The smartest technologists are usually somewhat thoughtful about the pacing of their sales hiring and methodical in making their forecasts (and implicitly understand their own SLC). But they rarely bring the innovation resident in their products to the rest of the business. I am concerned when entrepreneurs tell me they’ve got a “traditional, enterprise sales model.” I also see a lot of presentations from really fantastic entrepreneurs with a slide that looks like this:


Sales:

  • Direct
  • ISV’s, Integrators
  • OEM Partners

This says sales was an afterthought, or at least that they’ve defaulted to the status quo.
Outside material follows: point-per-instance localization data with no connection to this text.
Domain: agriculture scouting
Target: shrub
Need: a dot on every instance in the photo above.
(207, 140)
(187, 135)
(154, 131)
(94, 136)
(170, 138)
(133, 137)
Distribution decisions often influence product design (at the extreme, Amazon.com distribution = product design) and always influence organizational design.

Much has been written about why legacy packaged software companies find it hard to react to competitive cloud offerings such as Salesforce.com and Workday, but people usually focuses on two things: 1) innovator’s dilemma / the inability to cannibalize 90%+ margin maintenance revenue streams and 2) the need to re-architect from the ground up to create a truly multi-tenant, single-codebase application in order to both take advantage of cloud agility & scalability and deal with the cloud unreliability and latency.

But just as important to the Workday success story was the fanatical focus on customer success. In a SaaS business, the customer relationship is fundamentally different. Yes, Salesforce and Workday have “enterprise sales reps.” But if you gave legacy competitors the Workday code, and let them keep their sales, services and support organizations, I doubt they’d create and maintain valuable customer relationships.

Some things about enterprise sales are fundamental — i.e. if you are selling a storage appliance that costs $100k to make, you probably need to sell to the IT organization with field sales reps, at more than $100k. I’m not expecting Paypal or Dropbox-like virality. But how should your product be priced, sold and serviced? By who and why?

At Greylock, we look at a lot of ideas that aren’t fully baked yet. We don’t need you to have a funnel or a pipeline before you have a product. But, I’d be really excited if an entrepreneur showed me a deck that had a sales roadmap with half as much clarity as his product roadmap. These are some of the basic questions you could answer…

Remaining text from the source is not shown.